People, 1. -  3. October 1998
 
Herbert Lachmayer
University of Art and Industrial Design, Linz, A
Abstract: Technology politics needs culture politics

The increasing number of innovations and the presence of new media and technology are causing a revolution in civilisation, in which the social as well as economic organisational forms of our lives are radically changing, although the primary reason is the enormous and world-wide dissemination of data stores, communication and network technology. This change in paradigms is accompanied by visions and a longing for emancipation that have not been realised until the present day : decentralised organisation, reduction of hierarchies, real equality of rights for women and men in terms of competence, social status and payment, altered professional roles, lifelong learning, communication in a global network, mobility, flexibility, projection-oriented ways of working, free time and unemployment etc. - all these subjects require a comprehensive new evaluation. Designing these current aspects of life - PatchWork and PatchLife after the end of "monosequential careers" - requires creative discussion and new contexts of interpretation. This demands a contemporary concept of culture and education that is located at the centre of our complex lives and does not refer to reserves of high culture (has no reserves of high culture to fall back upon?). What is meant is a lively and social, conscious everyday culture without fundamentalistic restrictive lines, that is still able to incorporate conflicting energies and contradictions in a non-deactivated form and makes them communicable. Technical innovation and the optimisation of rationality should not be the exclusive priority in decision strategies within a multi-cultural, diversified society that is concerned with the acquisition - on an everyday culture basis - and individual interpretation of what is primarily technical progress. The enhancement and consolidation of individual quality of life continues to be the goal of every progressive and citizen-oriented political strategy within a democratic society.

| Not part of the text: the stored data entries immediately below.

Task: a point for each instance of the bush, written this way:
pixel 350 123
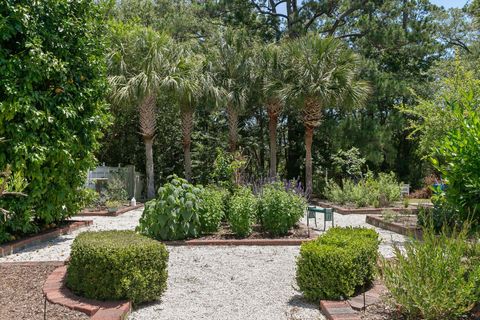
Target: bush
pixel 175 213
pixel 337 263
pixel 212 209
pixel 242 211
pixel 52 121
pixel 437 278
pixel 369 191
pixel 280 209
pixel 115 265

The loss of those familiar and binding forms of overall social synthesis, which is causing dramatic structural changes in the contemporary performance society (a society in which, for instance, a professional group is no longer automatically a "social group"), social-cultural creativity and the joy of creation are increasingly demanded from political action, in order to solve major problems like unemployment, economic growth, profession-oriented training etc., in a contemporary, human and practical fashion. The social problems of the information and media society can no longer be solved by a production of ideology in terms of classical party traditions but require new and especially cultural forms of communication that also transport political value systems. Technology politics needs culture politics - as a productive detour that could eventually be more effective in terms of achieving goals than apparently direct strategies.

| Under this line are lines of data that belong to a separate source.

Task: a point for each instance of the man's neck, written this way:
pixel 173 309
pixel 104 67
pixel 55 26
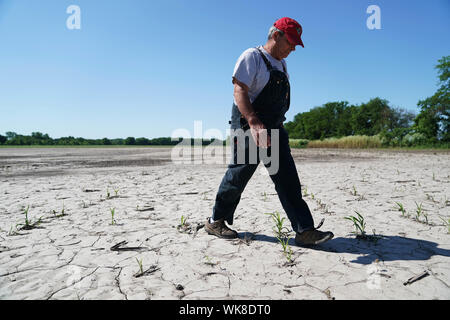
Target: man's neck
pixel 270 48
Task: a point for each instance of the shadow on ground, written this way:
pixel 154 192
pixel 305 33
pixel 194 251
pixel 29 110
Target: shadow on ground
pixel 386 248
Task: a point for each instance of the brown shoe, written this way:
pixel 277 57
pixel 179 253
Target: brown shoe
pixel 220 229
pixel 313 237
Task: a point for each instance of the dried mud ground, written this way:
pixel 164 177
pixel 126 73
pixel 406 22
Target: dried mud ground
pixel 79 251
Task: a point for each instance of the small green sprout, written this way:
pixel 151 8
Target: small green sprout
pixel 358 223
pixel 113 212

Biography: Herbert Lachmayer, (*1948) Teacher of the master class for experimental design at the University of artistic and industrial design in Linz. He studied philosophy, sociology, and art history in Vienna, Frankfurt/Main, and Berlin. He teaches in Berlin, Vienna, Linz, Graz, London, Zurich. Pertinent publications on the theory of art and culture and the history of architecture; exhibitions in Austria and abroad as curator, most recently in September 1998 for the exhibition Work & Culture - BÜRO. He staged his work on the occasion of the EU cultural month in the city of Linz.